Kiefersfelden – Weithin sichtbar werden die zwei Dreiecke mit dem Logo des Schneeleoparden der Bergsportmarke „Dynafit“, die zur italienischen Oberalp-Gruppe gehört, emporragen. Im Gewerbegebiet an der Autobahn A 93 baut das Unternehmen für etwa 20 Millionen Euro den neuen Firmensitz von „Dynafit“. Gestern wurde der Siegerentwurf für das Gebäude vorgestellt. Tags zuvor hatte der Gemeinderat ihn einstimmig abgesegnet.
In Kiefersfelden entstehen mit dem neuen Firmensitz rund 100 neue Arbeitsplätze, eine Markenerlebniswelt, eine gläserne Manufaktur, ein Restaurant, eine Kindertagesstätte sowie ein Versammlungssaal. Der Baubeginn ist für das kommende Frühjahr geplant, 2022 soll das Gebäude fertig sein.
„Marken brauchen eine Heimat“
„Marken brauchen eine Heimat“, sagte Heiner Oberrauch, der Eigentümer der italienischen Oberalp-Gruppe, die hinter den Marken „Dynafit“ und „Salewa“ steht. „Eine Bergsportmarke gehört in die Nähe der Berge“, begründete er den Umzug vom bisherigen „Dynafit“-Sitz in Aschheim nach Kiefersfelden.
In Bozen habe man vor zehn Jahren bereits ein architektonisches Wahrzeichen für „Salewa“ gebaut. In Ergänzung habe man ein Pendant an der Nordseite der Alpen für „Dynafit“ schaffen wollen.

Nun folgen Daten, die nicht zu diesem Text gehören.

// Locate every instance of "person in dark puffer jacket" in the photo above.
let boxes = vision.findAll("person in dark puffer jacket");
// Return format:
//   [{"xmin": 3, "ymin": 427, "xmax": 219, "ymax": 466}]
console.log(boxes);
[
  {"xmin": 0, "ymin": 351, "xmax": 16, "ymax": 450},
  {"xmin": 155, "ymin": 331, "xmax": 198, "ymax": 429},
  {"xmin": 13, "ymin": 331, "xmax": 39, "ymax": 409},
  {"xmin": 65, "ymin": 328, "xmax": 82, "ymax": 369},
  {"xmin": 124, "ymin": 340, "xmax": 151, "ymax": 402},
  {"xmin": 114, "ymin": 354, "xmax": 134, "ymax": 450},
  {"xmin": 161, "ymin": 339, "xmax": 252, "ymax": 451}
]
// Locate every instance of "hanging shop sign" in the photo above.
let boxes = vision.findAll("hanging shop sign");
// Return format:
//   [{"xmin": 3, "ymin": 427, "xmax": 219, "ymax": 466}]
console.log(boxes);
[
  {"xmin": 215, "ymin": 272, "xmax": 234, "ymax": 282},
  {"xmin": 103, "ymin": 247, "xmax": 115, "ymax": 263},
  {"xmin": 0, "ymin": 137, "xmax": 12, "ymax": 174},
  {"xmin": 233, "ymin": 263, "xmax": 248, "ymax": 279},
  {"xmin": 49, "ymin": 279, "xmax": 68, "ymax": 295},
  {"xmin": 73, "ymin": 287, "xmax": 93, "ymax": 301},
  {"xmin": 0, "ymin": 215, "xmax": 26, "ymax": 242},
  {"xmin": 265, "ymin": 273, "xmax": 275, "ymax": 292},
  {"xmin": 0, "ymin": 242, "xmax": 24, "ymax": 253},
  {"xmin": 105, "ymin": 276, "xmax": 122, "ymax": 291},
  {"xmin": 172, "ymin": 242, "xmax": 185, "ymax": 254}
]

Durch Geschäftskontakte sei man auf den Standort Kiefersfelden aufmerksam geworden. „Dort haben wir uns gleich willkommen gefühlt“, verdeutlichte Oberrauch.
Für Kiefersfeldens Bürgermeister Hajo Gruber (UW) kam die Anfrage der Oberalp-Gruppe eigenen Angaben zufolge einem Sechser im Lotto gleich. „Wir haben in den vergangenen 20 Jahren um die 1000 Arbeitsplätze verloren, zum Beispiel durch die Schließung mehrerer Industriebetriebe. Dass sich jetzt ein international tätiges Unternehmen bei uns ansiedelt, ist für die Gemeinde ein Segen“, so Gruber.
Man habe in den vergangenen Jahren auch einige andere Interessenten für das Gewerbegebiet gehabt, aber zum Glück abgewartet und jetzt das große Los gezogen. „Abgesehen von den Gewerbesteuereinnahmen freuen wir uns auch, dass unser Ort wieder neues Leben bekommt“, verdeutlichte das Gemeindeoberhaupt. Man mache sich auch schon Gedanken darüber, wo die neuen Mitarbeiter in Zukunft wohnen können.
Der Entwurf für den neuen Firmensitz von Dynafit mit zwei 30 Meter hohen Türmen in Dreieck-Form stammt vom renommierten Architektenbüro Estudio Barozzi-Veiga mit Sitz in Barcelona, das sich gegen acht Mitbewerber durchsetzte.
Entwurf „Liebe auf den zweiten Blick“
„Zunächst war dieser Entwurf gar nicht in der engeren Auswahl“, sagte Ruth Oberrauch, Mitglied der Unternehmer-Familie. „Je tiefer wir aber in die Materie eingestiegen sind, desto deutlicher wurde der Auswahljury das großartige Potenzial der Pläne. „Es war sozusagen Liebe auf den zweiten Blick“, so die Tochter des Firmengründers.
Alberto Veiga beschrieb bei der Vorstellung des Entwurfs, wie er mit seinen Kollegen an das Projekt heranging: „Wir haben die Landschaft von Kiefersfelden analysiert und sie mit den Kernwerten der Marke Dynafit in einen Zusammenhang gestellt. Die zwei Dreiecke stellen die Verbindung zu den Bergen her“, erläuterte der Architekt.
„Wenn man ein solches Projekt in Angriff nimmt, hat man eine große öffentliche Verantwortung. Unsere Gebäude dienen unseren Unternehmen, aber immer auch dem Umfeld, in dem sie stehen“, sagte Heiner Oberrauch. Er hoffe insofern, dass die Einwohner in Kiefersfelden in Zukunft voller Stolz auf das Wahrzeichen an der Autobahn blicken werden.